Striking Writers Guild of America soap scribes have taken issue with a recent commentary column in a popular soap magazine. At issue is whether or not the picketing writers stand to hurt the daytime drama genre. The writers say soaps will always continue while the columnist says the strike will kill the soaps.
The strike by the Writers Guild of America has taken a decidedly different turn this week, as its picket line has marched into the world of daytime television and straight to the pages of a popular soap opera magazine.
A war of words has erupted over comments made by Carolyn Hinsey, a columnist in Soap Opera Digest
and the editor of Soap Opera Weekly
. In her most recent commentary column, It's Only My Opinion, Hinsey took soap writers to task for walking the picket lines.
"Personally, I think soap writers should be exempt from this strike," Hinsey wrote in a column dated December 4th. "Soap ratings have never been lower and no good can come of all these people walking away from their jobs."
While Hinsey's comments could certainly be backed up by numbers - soap ratings are at historical lows -- and viewer fear - if there is no one to write the soaps, the networks could certainly opt to scrap the series and replace them with much cheaper to produce fare - the writers have a much different take on things.
In an open letter
to Soap Opera Digest, members of the Writers Guild fired back, asserting that Hinsey's statement was nowhere near accurate.

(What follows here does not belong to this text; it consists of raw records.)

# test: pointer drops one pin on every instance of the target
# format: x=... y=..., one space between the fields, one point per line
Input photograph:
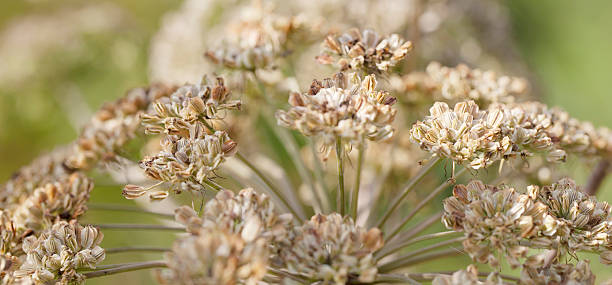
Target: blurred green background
x=566 y=45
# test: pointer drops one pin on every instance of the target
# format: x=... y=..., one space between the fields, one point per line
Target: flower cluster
x=215 y=256
x=249 y=214
x=477 y=137
x=185 y=162
x=364 y=50
x=258 y=41
x=174 y=115
x=349 y=109
x=112 y=127
x=59 y=253
x=558 y=217
x=493 y=219
x=558 y=274
x=333 y=249
x=579 y=221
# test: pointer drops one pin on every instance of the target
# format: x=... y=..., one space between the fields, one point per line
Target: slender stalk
x=213 y=185
x=125 y=268
x=418 y=252
x=356 y=185
x=409 y=242
x=424 y=202
x=418 y=259
x=270 y=186
x=139 y=227
x=340 y=194
x=407 y=189
x=135 y=249
x=320 y=178
x=122 y=208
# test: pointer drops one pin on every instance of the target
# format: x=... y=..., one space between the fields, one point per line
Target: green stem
x=424 y=202
x=418 y=259
x=139 y=227
x=407 y=189
x=126 y=268
x=357 y=184
x=122 y=208
x=340 y=194
x=135 y=249
x=269 y=185
x=409 y=242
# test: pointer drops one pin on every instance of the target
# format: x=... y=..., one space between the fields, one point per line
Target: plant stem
x=139 y=227
x=357 y=184
x=424 y=202
x=409 y=242
x=269 y=185
x=418 y=259
x=126 y=268
x=135 y=248
x=413 y=254
x=407 y=189
x=340 y=194
x=122 y=208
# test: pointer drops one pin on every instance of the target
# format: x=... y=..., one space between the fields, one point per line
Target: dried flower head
x=185 y=162
x=493 y=220
x=478 y=138
x=190 y=103
x=215 y=256
x=580 y=221
x=64 y=199
x=112 y=127
x=332 y=249
x=349 y=109
x=59 y=253
x=558 y=274
x=467 y=276
x=249 y=214
x=364 y=50
x=463 y=83
x=257 y=41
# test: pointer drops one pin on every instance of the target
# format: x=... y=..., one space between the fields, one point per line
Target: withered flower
x=215 y=256
x=331 y=249
x=493 y=220
x=59 y=253
x=364 y=50
x=345 y=108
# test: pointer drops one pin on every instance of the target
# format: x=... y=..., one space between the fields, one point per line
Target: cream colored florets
x=349 y=109
x=215 y=256
x=364 y=50
x=332 y=249
x=59 y=253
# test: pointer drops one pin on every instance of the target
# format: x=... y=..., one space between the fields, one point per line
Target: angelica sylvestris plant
x=269 y=173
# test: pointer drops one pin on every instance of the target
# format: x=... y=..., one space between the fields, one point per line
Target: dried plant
x=338 y=186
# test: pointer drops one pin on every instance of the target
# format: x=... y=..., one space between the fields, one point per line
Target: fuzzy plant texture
x=316 y=142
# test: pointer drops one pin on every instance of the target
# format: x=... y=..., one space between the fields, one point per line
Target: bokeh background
x=61 y=59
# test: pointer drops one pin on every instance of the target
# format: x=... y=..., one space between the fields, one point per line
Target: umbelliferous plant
x=334 y=181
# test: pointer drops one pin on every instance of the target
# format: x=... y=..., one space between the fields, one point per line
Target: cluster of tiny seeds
x=479 y=138
x=364 y=50
x=257 y=43
x=467 y=276
x=333 y=249
x=345 y=108
x=59 y=253
x=502 y=220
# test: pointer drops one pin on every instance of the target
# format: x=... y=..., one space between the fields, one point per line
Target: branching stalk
x=356 y=185
x=407 y=189
x=424 y=202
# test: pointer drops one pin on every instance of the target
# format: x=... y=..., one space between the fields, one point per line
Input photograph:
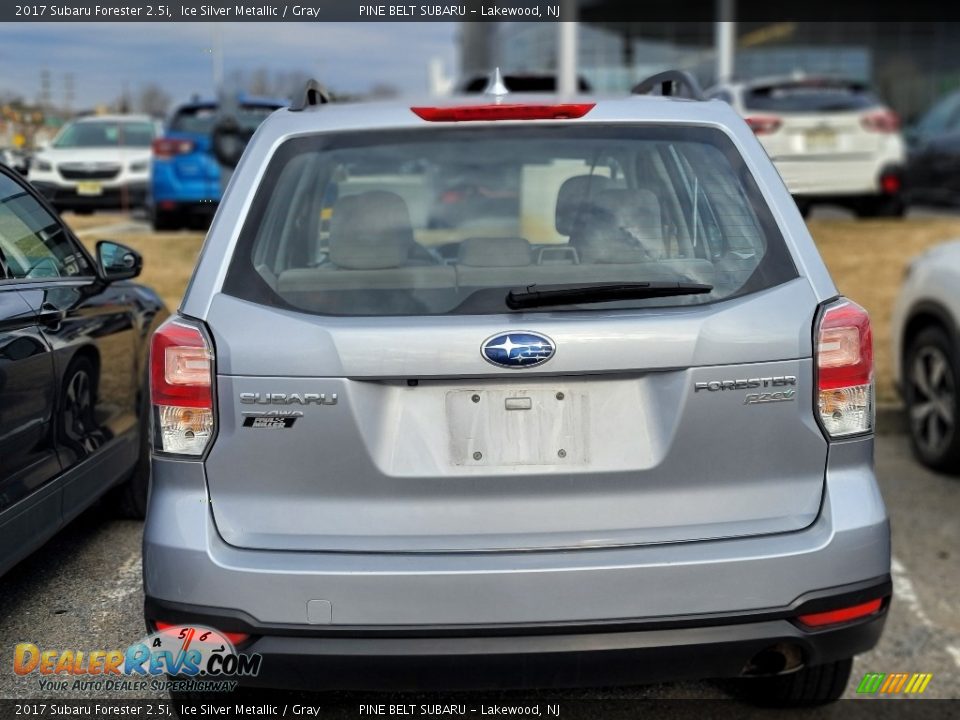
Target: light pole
x=567 y=49
x=725 y=38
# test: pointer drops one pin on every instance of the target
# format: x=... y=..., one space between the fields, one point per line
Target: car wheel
x=78 y=426
x=930 y=393
x=884 y=206
x=129 y=499
x=813 y=685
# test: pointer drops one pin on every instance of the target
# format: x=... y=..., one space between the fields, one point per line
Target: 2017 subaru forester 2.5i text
x=612 y=425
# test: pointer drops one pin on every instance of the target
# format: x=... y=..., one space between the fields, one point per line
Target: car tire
x=76 y=420
x=881 y=207
x=814 y=685
x=930 y=382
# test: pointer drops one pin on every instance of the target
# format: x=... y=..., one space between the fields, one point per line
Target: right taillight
x=844 y=359
x=181 y=388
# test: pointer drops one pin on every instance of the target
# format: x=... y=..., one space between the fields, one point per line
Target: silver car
x=612 y=424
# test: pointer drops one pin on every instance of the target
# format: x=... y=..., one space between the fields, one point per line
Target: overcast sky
x=348 y=57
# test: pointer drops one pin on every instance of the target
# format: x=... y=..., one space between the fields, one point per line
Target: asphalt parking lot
x=82 y=591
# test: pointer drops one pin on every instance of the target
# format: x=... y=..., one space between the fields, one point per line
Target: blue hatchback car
x=185 y=185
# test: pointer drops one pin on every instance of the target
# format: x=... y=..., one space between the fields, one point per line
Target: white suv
x=832 y=140
x=97 y=162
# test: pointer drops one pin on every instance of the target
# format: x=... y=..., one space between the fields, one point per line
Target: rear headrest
x=370 y=231
x=624 y=227
x=494 y=252
x=637 y=212
x=572 y=200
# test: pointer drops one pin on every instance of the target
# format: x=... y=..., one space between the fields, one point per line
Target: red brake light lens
x=764 y=124
x=181 y=380
x=166 y=148
x=890 y=183
x=509 y=111
x=235 y=638
x=844 y=366
x=882 y=121
x=834 y=617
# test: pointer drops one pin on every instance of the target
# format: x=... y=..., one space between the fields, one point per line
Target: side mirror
x=117 y=262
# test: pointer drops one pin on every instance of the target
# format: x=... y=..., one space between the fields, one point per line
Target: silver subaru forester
x=517 y=392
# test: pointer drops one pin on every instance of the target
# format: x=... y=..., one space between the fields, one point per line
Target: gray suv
x=612 y=424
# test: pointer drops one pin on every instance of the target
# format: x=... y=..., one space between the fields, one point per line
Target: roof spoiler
x=313 y=94
x=670 y=81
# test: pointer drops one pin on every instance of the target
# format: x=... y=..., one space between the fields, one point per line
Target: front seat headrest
x=370 y=231
x=573 y=199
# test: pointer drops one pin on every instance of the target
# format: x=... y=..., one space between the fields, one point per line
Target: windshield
x=105 y=133
x=200 y=119
x=447 y=221
x=809 y=96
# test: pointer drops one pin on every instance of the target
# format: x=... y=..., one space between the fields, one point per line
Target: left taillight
x=764 y=124
x=181 y=388
x=844 y=360
x=881 y=121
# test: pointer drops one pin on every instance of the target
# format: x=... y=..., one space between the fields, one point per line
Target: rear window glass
x=449 y=220
x=809 y=97
x=201 y=119
x=106 y=133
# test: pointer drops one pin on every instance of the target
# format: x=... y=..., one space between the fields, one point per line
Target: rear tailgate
x=617 y=445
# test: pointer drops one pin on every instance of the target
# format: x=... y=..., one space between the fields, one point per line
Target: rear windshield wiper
x=600 y=292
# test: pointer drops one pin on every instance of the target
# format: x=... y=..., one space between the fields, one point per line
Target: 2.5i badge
x=269 y=422
x=272 y=420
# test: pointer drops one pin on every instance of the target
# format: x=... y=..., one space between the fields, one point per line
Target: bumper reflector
x=834 y=617
x=235 y=638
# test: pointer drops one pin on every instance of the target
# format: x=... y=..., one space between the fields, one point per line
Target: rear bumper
x=532 y=657
x=187 y=562
x=837 y=178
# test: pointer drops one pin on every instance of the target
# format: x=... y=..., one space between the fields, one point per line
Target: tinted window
x=94 y=133
x=33 y=244
x=808 y=96
x=940 y=117
x=200 y=119
x=445 y=221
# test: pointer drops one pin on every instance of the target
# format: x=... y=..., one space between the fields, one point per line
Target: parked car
x=932 y=175
x=97 y=162
x=628 y=437
x=832 y=140
x=926 y=355
x=73 y=357
x=186 y=178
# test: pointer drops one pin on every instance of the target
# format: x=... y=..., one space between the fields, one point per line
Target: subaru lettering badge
x=517 y=350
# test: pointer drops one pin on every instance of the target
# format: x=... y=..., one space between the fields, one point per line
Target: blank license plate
x=821 y=140
x=89 y=188
x=510 y=426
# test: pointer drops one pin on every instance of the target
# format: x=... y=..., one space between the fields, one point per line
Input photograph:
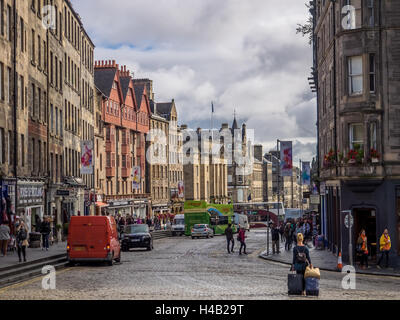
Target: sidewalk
x=32 y=254
x=325 y=260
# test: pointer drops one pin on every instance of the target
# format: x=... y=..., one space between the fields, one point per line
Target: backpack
x=301 y=256
x=22 y=235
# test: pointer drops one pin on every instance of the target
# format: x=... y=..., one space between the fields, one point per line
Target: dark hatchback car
x=136 y=236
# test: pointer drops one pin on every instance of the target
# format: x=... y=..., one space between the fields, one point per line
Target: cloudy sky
x=244 y=55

"Nothing could be further from the truth. For the first time in years, our issues are exactly the same as all writers in every genre -- we want Guild contracts and fair compensation for our work whether it's aired on TV, streamed on the net or downloaded to a cell phone or other device."
As previously reported
, soap writers are currently not compensated when their work is offered for sale or viewing in a forum other than television. So, for example, if you log on to CBS.com to watch today's episode of The Young and the Restless, the writers who penned that episode receive no payment for that - even though advertising is sold during that online broadcast.

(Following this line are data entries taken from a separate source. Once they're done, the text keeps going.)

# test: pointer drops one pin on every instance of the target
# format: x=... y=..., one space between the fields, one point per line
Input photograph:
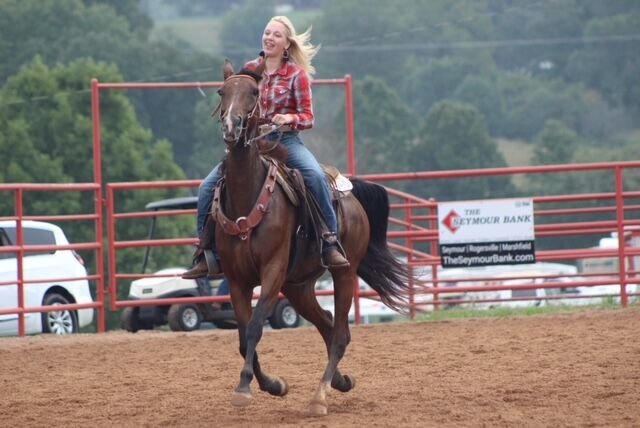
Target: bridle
x=244 y=121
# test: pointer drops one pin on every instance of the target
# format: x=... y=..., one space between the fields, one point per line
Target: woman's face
x=274 y=39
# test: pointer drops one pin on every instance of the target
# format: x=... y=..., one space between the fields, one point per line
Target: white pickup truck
x=43 y=272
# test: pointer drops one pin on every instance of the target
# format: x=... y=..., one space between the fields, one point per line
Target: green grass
x=516 y=153
x=203 y=33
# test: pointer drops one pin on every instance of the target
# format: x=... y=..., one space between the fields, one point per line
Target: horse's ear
x=260 y=68
x=227 y=70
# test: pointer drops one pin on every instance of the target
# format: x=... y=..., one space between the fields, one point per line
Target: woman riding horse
x=257 y=227
x=285 y=100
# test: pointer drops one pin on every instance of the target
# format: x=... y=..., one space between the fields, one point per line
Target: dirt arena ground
x=575 y=370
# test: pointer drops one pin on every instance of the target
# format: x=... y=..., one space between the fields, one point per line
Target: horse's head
x=239 y=103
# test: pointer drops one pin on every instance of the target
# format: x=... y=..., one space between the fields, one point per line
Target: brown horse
x=256 y=234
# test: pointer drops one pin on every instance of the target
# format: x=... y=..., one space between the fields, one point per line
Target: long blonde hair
x=301 y=51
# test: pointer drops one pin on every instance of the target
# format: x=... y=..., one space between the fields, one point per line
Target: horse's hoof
x=276 y=386
x=241 y=399
x=344 y=383
x=351 y=380
x=283 y=387
x=318 y=409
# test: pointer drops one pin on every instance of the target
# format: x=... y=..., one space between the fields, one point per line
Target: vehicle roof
x=182 y=203
x=30 y=223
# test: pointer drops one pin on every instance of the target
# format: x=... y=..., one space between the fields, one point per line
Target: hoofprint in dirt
x=579 y=369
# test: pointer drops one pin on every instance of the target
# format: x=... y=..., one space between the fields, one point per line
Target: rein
x=244 y=225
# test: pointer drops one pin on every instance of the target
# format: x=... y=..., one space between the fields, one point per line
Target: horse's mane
x=250 y=73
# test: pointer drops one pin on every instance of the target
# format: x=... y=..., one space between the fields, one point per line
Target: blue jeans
x=299 y=157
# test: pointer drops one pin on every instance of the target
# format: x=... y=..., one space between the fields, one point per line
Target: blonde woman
x=286 y=100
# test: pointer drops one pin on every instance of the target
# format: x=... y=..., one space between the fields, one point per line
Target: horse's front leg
x=250 y=335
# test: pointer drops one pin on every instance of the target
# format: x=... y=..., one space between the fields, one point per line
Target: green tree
x=455 y=136
x=555 y=144
x=46 y=136
x=482 y=93
x=384 y=127
x=61 y=31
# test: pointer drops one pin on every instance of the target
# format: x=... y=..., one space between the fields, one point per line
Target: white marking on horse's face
x=228 y=122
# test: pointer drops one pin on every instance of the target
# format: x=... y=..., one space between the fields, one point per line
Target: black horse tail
x=388 y=276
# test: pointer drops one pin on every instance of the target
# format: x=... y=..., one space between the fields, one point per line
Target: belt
x=284 y=128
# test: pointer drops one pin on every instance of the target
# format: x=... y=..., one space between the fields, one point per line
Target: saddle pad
x=342 y=184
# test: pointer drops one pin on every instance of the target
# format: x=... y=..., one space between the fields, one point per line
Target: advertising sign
x=486 y=232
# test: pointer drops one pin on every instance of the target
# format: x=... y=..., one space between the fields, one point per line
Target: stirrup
x=334 y=249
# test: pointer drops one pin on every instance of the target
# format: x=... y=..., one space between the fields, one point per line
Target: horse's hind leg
x=335 y=334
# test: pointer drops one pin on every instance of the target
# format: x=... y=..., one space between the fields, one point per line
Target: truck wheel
x=129 y=319
x=284 y=316
x=59 y=322
x=184 y=317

"Days of our Lives has been available for sale on the net for over a year. Writers' share? Zilch," the WGA letter continues. "And though Televest [the production company of Guiding Light and As the World Turns] entered into an agreement with us, other producers have yet to do the same."
The Writers Guild of America also took issue with NBC for cancelling Passions and creating a new online-only soap, Coastal Dreams. The writer of Coastal Dreams is a non-union scribe, who, the Guild states, earns none of the protections offered by the WGA.

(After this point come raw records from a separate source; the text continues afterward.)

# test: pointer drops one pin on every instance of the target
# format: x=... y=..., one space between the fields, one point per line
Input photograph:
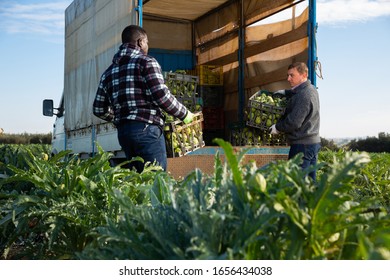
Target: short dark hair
x=300 y=66
x=132 y=33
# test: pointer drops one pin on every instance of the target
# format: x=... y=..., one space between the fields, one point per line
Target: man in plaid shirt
x=132 y=94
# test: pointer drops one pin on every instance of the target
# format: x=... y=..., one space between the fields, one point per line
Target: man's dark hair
x=132 y=33
x=300 y=66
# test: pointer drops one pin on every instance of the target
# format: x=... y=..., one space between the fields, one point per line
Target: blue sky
x=353 y=40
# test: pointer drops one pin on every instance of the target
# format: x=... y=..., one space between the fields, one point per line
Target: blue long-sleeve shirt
x=301 y=120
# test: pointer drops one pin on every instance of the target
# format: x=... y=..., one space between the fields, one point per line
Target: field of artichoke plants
x=61 y=207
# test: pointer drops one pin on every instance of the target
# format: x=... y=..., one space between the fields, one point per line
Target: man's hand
x=188 y=118
x=273 y=129
x=280 y=93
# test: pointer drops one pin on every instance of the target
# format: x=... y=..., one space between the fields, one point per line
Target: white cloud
x=334 y=12
x=40 y=18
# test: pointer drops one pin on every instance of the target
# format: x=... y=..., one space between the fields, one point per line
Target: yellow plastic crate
x=210 y=74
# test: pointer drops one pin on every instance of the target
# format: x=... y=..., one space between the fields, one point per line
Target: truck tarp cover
x=208 y=28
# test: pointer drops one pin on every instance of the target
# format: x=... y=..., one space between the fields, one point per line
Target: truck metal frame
x=182 y=34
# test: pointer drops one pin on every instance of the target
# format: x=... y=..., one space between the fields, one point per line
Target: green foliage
x=86 y=209
x=25 y=138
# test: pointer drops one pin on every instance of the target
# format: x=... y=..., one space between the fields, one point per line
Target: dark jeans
x=310 y=155
x=144 y=140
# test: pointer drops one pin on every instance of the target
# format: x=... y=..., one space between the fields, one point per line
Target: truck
x=252 y=42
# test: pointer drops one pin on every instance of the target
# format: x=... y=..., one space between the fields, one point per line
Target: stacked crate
x=212 y=95
x=264 y=109
x=181 y=138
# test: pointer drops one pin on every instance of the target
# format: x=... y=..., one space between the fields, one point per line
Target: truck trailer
x=252 y=42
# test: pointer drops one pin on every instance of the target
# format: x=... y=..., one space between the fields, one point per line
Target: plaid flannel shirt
x=133 y=88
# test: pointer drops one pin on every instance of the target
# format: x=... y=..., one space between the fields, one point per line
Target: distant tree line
x=372 y=144
x=25 y=138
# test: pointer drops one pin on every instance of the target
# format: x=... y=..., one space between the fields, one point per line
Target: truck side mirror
x=48 y=107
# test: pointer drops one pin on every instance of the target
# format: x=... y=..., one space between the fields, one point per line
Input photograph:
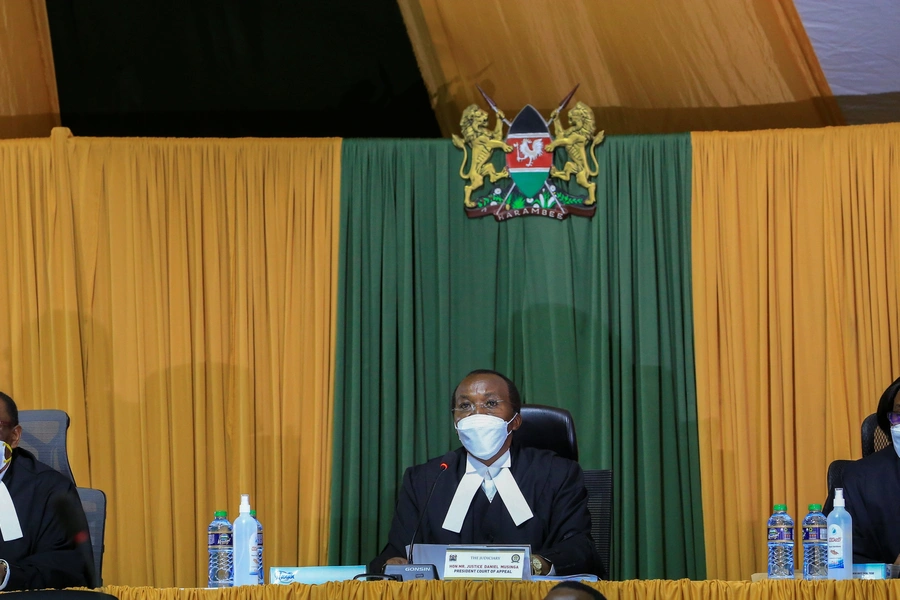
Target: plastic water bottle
x=781 y=544
x=815 y=544
x=259 y=546
x=246 y=559
x=221 y=552
x=840 y=539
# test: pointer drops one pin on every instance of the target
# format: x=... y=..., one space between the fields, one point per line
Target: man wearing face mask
x=35 y=552
x=871 y=488
x=495 y=491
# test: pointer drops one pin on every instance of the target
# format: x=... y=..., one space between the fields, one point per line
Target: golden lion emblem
x=483 y=142
x=575 y=140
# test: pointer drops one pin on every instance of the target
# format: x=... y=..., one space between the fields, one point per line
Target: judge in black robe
x=45 y=556
x=553 y=487
x=871 y=489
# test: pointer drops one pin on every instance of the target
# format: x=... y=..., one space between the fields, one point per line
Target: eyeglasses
x=466 y=408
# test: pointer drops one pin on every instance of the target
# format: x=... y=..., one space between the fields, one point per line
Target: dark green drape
x=592 y=315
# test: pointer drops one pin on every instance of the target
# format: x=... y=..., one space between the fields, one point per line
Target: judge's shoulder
x=30 y=467
x=872 y=465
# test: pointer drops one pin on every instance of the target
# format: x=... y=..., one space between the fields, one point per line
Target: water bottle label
x=781 y=533
x=814 y=533
x=220 y=539
x=835 y=547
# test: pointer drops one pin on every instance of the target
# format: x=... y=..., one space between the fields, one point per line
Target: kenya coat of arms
x=534 y=180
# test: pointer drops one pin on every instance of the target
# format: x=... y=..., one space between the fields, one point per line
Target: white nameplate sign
x=487 y=562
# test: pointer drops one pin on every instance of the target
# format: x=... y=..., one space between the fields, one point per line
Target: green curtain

In related news, more than 130 soap opera writers signed their names to an ad that proclaimed their solidarity with the WGA. The ad was placed in Variety as a response to an article the trade publication featured last month claiming that several high-profile soap scribes were crossing the picket lines to continue working on their respective shows. The Young and the Restless was named specifically in the article.
"We spin stories five days a week, fifty-two weeks a year," read a portion of the ad that declared their support for the union. "Daytime writers know that our future is on the Internet."
Among the signees to the ad are Lynn Marie Latham, head writer and executive producer of The Young and Restless; Jean Passanante, head writer of As the World Turns; Barbara Esensten, one half of the head writing team of All My Children; and Hogan Sheffer, head writer for Days of our Lives.